I don’t phone the doctors regularly, but lately I’ve had a few problems nothing too serious I’ve phoned this morning at 8 am on the dot and after all the pre introduction information I was number 15 in the queue. Now like I’ve said I’m not a regular phone in person However I have just realised that if I skip all the introduction information and just press Button 2 I would be further up the list These regular phone in people know the tricks And now so do I All the previous time I’ve phoned over the past 30 years at this doctors I never new about press button 2
Consecutive ands in one sentence 5 The painter looks at the new sign he’s just painted The duck And kangaroo And says the gap between duck and and and and and kangaroo are different
Went to the pub in Hesket Newmarket and ordered a lamb shank, I know it’s hillbilly land up there but didn’t expect them to bring me a shrunken head
Imagine that the painter has done a sign, and then notices that the gaps between the words aren't the same....
This is class. Well the principals are class. I don't care particularly for the 40's or rigidly sticking to it, but the idea of a more simple life, less time with technology and repair and look after things rather than being rapacious consumers is admirable to me. Instead most people have 5 hours screen time a day on top of work, always buying the latest thing to keep up with the Joneses and consume vast amounts of convenience food because they "don't have enough time". I'm more guilty of some of the above than others, but they're still all amongst my vices to some extent.
It bloody is man, it took a p.m. (not sunak) to explain it. @Robertson, cheers for that...makes sense now. Quite clever actually.

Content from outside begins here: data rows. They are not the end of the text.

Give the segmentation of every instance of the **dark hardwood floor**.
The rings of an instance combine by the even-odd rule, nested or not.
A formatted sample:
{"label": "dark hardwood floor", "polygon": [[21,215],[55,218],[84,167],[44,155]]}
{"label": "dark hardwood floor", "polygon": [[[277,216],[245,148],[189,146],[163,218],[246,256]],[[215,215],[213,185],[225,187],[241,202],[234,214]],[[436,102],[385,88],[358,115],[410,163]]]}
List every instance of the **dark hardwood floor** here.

It is tough to work out. I checked with Vince and he agreed I could put the explanation on: The sentence has ‘and’ five times in a row actually makes sense. The painter makes a sign that says “duck and kangaroo” The gaps between the “and” and the words either side of it were different sizes, so the painter says the gap between duck and “and” and “and”and kangaroo are different
While I don't particularly dislike technology, I'm made a continuous effort to f**k social media off. only place I post is on here. You see people these days in a zombie like state, walking out infront of traffic while heads down looking at their phone. Families sat round in a restaurant, not talking to each other, heads in their phones. Antisocial media I call it. As you've pointed toward, "Keeping up with...", I bumped into a bloke I used to work with years ago, older than me, he's a repo man now, making a fortune, I asked if this down to Covid, buy now, pay never. Company's latched onto people, selling them 90 Inch TVs they didn't need, to watch ****e on Netflix during lockdown, in a word, yes. Not saying a sit an pen correspondents to a pall in Australia or run down the street with an iron wheel, but I definitely have the outlook of if I don't need it, I'll not get it. Other than projet mayhem in Fight Club, Tylers outlook isn't a bad one.